床上棉被微動,被子底下的兩人交纏在一塊兒分不清你我,□□聲起,紅的是彼此的臉,動的是兩人的情。一滴鹹澀淚滑落,嬌喘聲斷了耳際,盡是呼嘯的風聲落雨。“秋兒,怎的哭了呢?”若含煙的指尖輕拾起那滴沒了溫度的淚,含在了嘴裏,莫名疼了心思。
淺吟秋輕輕閉上了眼睛,抓着若含煙的手擱在了心口,輕喚了一聲“含煙”,再沒了動靜。那一句含煙飽含了多深的情,怕只有若含煙清楚。
一個吻悄悄落在淺吟秋的發間,若含煙轉身面對着淺吟秋,拉着她的手與其十指相扣。“秋兒,已經過去了,你莫要不開心...好嗎?”
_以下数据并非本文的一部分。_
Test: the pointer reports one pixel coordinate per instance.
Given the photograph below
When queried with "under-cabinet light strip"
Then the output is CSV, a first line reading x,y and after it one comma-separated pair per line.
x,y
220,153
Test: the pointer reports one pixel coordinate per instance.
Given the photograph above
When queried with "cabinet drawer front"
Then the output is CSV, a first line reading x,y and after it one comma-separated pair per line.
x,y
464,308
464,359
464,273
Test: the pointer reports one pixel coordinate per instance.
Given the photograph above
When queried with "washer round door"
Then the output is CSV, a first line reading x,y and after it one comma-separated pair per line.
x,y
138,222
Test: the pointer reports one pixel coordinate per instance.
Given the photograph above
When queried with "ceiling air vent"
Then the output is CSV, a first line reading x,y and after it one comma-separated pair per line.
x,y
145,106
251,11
“若含煙。”淺吟秋睜開了眼睛,勾唇淺笑,恍惚了她人的眼。
“我在呢。”
“若含煙。”
“我在呢。”
“含煙。”淺吟秋翻身壓在了若含煙的身上,臉頰蒙着一層薄薄的粉暈:“今日,我在上。”
聞言,若含煙卻是妩媚一笑,主動勾着她的脖頸,道:“便如你所願,只要秋兒高興,含煙願意日日承歡秋兒身下。”
“此話,當真?”
“自然為真。只是秋兒,也總要讓我禮尚往來,你說呢?”
這話,淺吟秋自然沒法回應。她俯身吻在了若含煙的眉間,道一句“妖精”,早已迷了心智,失了自個兒。這世間,哪有一人抵得過妖精的誘惑?淺吟秋覺得,她已經不能。
窗外的雨還在沒完沒了的下着。
屋內嬌喘聲聲,聽得人臉紅心跳,情動不止。
江州城的雨連下了三日,始終沒個消停。
商販們在自家生意門口嘆息連連,只道天該是漏了,否則這雨又豈會下個沒完?
倒是青樓裏的姑娘們得了清閑,又逢雨天,索性圍在桌前邊嗑瓜子邊打麻将。偶爾有姑娘說起了誰的八卦,旁邊的姐妹紛紛湊了過來,瓜子扔了滿地,茶水更添了一壺又一壺。荷香跟小憐也在當中,相互分着瓜子,饒有興趣的聽着別人的故事。
“哎?”不知是誰叫了一聲,視線落在了荷香身上:“荷香小妹子,這些日子怎的都不見你家貴人呢?”
瞧這話問得。
荷香瞥了眼身邊兒的小憐,實在難以啓齒。“可能,可能出去了吧?小姐的事兒,我們這些當奴婢的實在不知的。”荷香回答的含糊,她能說自家小姐在淺吟秋的房裏呆了三天三夜,到現在都沒出過房門兒嗎?她不能,更不敢。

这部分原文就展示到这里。